Dopo gli anni della Presidenza debole di Eltsin, Putin si è contraddistinto esattamente per averla resa potente e centrale nel sistema; tanto che durante il mandato presidenziale di Medvedev (2008-2012), questo a più riprese aveva esercitato prerogative indipendenti e superiori rispetto a quelle del Primo ministro, anche se era Putin stesso a tenere la carica in quel periodo.
È ancora presto per dire quali altri organi costituzionali verranno beneficiati dalla riforma, ovvero se ne verrà avvantaggiato il Governo (ma è difficile, vista la piega tecnocratica che ha preso), il Parlamento o – come sembra da alcune indiscrezioni- un Consiglio di Stato le cui competenze ad oggi sono piuttosto vaghe e indefinite.
La questione principale resta il motivo politico di queste riforme. Sulla diagnosi si è detto in apertura (in primis l’erodersi della popolarità del partito dominante e di una classe di tecnocrati, competenti si ma poco abili a gestire le piazze e incapaci di debellare la corruzione).

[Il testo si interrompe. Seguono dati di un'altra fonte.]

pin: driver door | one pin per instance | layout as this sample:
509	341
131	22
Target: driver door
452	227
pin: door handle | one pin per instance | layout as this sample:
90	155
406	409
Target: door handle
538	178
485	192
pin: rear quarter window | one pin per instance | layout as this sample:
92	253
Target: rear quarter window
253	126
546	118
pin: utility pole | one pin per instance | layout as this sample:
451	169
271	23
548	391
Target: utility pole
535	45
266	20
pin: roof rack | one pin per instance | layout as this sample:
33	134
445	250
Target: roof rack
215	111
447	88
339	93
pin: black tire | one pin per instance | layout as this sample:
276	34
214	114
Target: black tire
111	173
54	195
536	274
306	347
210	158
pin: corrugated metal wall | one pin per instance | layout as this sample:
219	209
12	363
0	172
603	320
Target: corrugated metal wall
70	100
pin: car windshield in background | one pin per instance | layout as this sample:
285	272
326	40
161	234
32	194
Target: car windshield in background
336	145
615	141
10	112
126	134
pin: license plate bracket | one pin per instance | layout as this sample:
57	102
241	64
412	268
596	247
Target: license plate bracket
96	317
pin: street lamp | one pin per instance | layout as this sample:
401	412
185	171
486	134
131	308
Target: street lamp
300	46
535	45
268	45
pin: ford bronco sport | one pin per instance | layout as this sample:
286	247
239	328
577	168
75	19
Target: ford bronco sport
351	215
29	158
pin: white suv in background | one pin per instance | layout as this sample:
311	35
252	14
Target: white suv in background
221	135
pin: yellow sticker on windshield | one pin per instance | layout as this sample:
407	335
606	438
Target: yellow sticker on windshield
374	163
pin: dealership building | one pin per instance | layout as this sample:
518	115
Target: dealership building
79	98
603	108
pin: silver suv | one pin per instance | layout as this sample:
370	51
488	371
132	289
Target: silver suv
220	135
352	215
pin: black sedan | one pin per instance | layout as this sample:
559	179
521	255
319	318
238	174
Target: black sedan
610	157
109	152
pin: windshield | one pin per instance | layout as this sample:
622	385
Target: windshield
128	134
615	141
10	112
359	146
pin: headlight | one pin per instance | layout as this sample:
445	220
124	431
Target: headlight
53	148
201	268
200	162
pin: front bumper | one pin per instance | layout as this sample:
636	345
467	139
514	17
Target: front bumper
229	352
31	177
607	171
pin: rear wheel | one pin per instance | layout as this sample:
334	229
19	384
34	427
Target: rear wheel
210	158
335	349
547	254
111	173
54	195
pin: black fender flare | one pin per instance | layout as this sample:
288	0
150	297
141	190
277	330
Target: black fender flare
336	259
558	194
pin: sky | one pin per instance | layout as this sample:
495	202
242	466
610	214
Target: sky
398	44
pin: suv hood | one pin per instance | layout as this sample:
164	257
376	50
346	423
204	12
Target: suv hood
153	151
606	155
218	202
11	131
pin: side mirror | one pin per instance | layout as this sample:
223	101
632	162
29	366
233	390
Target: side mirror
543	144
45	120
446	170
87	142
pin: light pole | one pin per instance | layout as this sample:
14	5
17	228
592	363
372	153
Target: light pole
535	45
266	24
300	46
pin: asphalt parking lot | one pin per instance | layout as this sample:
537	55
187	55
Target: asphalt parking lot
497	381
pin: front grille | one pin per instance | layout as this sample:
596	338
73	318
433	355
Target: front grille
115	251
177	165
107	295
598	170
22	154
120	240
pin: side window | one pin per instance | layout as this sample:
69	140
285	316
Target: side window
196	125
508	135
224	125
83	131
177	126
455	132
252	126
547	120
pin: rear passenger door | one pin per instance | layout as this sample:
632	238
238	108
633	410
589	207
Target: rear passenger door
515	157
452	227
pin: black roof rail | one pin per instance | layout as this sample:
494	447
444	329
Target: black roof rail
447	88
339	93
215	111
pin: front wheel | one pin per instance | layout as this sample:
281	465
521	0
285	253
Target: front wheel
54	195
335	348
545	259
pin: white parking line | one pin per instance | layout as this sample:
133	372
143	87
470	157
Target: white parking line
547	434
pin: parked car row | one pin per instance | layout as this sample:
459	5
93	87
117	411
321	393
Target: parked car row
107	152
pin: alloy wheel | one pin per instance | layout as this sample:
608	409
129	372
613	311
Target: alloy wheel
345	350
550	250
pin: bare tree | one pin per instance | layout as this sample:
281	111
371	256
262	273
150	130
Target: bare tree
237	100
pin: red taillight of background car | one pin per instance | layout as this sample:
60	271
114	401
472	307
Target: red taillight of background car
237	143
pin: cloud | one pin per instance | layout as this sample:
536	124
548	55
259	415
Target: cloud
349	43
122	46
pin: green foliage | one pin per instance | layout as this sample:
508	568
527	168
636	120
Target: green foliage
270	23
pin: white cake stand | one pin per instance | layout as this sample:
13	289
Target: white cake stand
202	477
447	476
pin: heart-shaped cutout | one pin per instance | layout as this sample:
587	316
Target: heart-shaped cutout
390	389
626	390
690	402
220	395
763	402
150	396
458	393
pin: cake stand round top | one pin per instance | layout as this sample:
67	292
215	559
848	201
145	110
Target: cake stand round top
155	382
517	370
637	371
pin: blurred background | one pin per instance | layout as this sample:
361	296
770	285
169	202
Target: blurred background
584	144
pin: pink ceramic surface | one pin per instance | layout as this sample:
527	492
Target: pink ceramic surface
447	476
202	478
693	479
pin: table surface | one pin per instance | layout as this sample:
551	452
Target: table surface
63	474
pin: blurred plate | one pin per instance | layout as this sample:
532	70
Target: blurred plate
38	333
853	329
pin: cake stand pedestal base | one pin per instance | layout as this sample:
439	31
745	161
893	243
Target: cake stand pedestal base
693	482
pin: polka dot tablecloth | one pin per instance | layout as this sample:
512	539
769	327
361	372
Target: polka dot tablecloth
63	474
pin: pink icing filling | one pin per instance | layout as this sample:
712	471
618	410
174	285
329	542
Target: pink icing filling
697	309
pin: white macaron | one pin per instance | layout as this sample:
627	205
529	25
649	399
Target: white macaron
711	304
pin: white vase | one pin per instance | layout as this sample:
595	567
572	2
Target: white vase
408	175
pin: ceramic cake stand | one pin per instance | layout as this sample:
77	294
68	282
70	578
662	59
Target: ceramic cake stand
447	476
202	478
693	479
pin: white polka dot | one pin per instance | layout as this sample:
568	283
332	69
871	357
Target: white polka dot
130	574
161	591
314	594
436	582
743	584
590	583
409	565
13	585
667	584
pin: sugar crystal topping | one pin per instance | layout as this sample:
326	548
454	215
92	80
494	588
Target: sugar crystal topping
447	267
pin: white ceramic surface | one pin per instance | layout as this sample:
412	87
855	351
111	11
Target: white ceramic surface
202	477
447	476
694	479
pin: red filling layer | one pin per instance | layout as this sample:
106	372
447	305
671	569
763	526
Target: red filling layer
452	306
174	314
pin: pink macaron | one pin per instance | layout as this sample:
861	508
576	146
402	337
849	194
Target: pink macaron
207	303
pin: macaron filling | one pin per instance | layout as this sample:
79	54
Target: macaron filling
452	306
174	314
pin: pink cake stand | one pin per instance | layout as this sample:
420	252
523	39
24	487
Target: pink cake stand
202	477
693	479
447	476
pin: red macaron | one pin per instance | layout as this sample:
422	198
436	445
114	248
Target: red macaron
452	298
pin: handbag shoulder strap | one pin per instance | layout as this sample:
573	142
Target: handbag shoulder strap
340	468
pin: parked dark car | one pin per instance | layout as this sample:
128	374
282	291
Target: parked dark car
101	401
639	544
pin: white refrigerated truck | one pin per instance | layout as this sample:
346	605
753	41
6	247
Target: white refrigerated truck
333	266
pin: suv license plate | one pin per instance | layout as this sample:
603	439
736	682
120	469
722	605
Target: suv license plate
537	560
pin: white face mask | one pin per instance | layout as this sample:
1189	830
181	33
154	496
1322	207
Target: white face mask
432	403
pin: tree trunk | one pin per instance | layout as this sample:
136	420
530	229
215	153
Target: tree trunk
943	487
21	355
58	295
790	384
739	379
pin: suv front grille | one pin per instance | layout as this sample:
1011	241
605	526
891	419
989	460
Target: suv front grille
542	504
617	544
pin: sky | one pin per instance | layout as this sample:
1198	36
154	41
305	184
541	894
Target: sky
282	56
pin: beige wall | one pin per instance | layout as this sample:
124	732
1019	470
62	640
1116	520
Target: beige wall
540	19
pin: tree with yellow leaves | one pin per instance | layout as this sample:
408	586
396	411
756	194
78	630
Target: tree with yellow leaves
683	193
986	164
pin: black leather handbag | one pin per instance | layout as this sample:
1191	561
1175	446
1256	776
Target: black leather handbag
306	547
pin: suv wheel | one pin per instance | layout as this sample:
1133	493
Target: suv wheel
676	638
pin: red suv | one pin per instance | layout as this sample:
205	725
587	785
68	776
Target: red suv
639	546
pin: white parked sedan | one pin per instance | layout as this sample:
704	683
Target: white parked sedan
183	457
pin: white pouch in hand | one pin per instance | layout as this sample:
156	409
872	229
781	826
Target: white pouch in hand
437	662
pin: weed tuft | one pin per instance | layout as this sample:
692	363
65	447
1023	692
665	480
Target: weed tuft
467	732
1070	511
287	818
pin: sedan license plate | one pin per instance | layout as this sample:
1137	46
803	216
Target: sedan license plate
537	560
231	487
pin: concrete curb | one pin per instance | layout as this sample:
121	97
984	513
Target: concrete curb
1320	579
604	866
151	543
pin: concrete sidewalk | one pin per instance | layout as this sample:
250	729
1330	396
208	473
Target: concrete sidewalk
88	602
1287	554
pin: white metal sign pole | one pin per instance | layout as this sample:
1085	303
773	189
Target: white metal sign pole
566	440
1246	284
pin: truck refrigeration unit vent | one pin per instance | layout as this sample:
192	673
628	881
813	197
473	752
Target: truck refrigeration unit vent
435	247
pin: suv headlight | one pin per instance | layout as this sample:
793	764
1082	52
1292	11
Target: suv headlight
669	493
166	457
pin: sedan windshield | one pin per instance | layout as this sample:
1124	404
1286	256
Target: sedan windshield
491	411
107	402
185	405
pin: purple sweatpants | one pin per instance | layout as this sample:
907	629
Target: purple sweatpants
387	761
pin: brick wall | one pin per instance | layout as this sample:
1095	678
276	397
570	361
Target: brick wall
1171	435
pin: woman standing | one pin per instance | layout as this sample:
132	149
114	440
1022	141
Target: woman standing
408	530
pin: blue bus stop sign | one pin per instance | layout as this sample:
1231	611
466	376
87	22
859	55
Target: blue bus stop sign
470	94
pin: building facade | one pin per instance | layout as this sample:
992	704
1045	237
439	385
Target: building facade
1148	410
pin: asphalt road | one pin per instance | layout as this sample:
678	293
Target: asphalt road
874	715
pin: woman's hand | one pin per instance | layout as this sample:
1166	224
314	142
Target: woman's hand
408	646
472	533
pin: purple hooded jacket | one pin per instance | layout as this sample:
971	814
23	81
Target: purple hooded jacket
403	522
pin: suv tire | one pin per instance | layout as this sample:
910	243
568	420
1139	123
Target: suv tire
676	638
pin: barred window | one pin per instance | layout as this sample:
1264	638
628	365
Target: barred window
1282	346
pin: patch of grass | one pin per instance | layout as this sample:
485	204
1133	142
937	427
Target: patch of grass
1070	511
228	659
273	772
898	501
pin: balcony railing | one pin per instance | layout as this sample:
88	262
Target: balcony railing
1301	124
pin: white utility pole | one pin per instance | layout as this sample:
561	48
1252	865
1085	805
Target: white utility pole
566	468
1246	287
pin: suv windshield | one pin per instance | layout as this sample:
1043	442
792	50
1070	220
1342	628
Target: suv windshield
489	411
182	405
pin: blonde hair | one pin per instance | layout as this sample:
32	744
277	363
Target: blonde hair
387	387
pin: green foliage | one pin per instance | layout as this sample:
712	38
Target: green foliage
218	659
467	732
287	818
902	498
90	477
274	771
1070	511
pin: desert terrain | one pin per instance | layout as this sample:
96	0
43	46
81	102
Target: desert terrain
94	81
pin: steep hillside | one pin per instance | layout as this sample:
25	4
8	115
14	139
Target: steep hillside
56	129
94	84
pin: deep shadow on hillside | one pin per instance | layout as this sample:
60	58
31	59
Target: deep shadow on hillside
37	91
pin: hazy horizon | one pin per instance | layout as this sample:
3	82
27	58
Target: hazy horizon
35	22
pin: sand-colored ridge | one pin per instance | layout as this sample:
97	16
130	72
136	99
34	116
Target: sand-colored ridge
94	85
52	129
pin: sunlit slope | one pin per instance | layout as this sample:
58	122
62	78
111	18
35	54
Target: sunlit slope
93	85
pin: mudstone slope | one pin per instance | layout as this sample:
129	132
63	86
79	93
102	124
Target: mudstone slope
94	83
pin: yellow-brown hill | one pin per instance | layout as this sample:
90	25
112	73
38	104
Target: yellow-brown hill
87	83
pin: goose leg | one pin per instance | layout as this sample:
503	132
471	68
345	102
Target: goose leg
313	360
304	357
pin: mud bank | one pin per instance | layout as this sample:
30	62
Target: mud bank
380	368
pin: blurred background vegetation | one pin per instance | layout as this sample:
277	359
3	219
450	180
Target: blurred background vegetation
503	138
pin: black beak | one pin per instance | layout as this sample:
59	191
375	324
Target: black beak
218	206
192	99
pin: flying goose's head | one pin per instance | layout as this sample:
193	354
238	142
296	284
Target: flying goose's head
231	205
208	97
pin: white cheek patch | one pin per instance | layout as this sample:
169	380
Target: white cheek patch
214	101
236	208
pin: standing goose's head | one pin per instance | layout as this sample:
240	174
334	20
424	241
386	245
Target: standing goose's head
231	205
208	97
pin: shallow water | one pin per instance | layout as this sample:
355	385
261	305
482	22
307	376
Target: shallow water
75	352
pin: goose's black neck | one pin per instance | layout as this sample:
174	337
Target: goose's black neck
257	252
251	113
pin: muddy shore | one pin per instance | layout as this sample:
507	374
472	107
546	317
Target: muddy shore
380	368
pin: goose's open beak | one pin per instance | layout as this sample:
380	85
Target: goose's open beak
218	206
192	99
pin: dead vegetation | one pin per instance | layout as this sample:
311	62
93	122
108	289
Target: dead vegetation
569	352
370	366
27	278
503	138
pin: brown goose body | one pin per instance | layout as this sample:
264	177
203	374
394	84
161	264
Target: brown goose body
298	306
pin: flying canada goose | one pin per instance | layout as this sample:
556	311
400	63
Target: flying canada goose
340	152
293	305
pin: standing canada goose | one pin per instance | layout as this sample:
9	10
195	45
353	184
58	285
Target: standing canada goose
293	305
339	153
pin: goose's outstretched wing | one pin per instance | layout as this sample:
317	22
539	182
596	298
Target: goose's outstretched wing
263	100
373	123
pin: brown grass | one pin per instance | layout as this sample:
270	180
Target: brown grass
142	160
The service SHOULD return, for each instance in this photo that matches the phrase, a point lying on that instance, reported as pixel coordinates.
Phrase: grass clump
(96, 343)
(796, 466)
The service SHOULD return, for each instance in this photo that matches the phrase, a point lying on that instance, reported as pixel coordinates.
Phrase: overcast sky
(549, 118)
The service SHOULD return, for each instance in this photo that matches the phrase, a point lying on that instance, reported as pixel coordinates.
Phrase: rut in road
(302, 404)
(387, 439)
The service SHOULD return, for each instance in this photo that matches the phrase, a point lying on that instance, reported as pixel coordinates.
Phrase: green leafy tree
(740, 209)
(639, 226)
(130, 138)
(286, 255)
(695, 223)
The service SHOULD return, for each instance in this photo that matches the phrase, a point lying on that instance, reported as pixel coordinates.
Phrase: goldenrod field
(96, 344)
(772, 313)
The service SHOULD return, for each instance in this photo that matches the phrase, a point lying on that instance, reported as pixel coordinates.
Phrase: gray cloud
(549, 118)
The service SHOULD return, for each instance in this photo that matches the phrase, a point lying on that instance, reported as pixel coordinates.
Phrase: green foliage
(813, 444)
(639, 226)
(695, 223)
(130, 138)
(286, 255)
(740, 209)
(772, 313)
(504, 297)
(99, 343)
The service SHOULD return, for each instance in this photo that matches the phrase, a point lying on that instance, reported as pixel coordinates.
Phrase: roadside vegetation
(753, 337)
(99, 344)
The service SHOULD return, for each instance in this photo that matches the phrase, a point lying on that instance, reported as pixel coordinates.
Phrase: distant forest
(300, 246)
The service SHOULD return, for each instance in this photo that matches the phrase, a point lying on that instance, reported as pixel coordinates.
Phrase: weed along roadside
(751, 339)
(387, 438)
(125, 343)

Resta la prognosi, ovvero cosa si vuole ottenere. Qui le ipotesi si sprecano e le strade aperte sono numerose. Vanno dalla possibilità di indire elezioni parlamentari anticipate per potere replicare e capitalizzare il risultato (ed il pericolo scampato) delle consultazioni amministrative di settembre 2019; al tentativo di creare un luogo di ricaduta istituzionale per Putin dopo l’attuale mandato Presidenziale che non necessariamente sia di nuovo il Governo, troppo esposto; all’ipotesi che circola in questi giorni al Cremlino che egli torni ad occuparsi maggiormente delle questioni di Russia Unita nel tentativo di risollevarne le sorti in vista delle future consultazioni elettorali.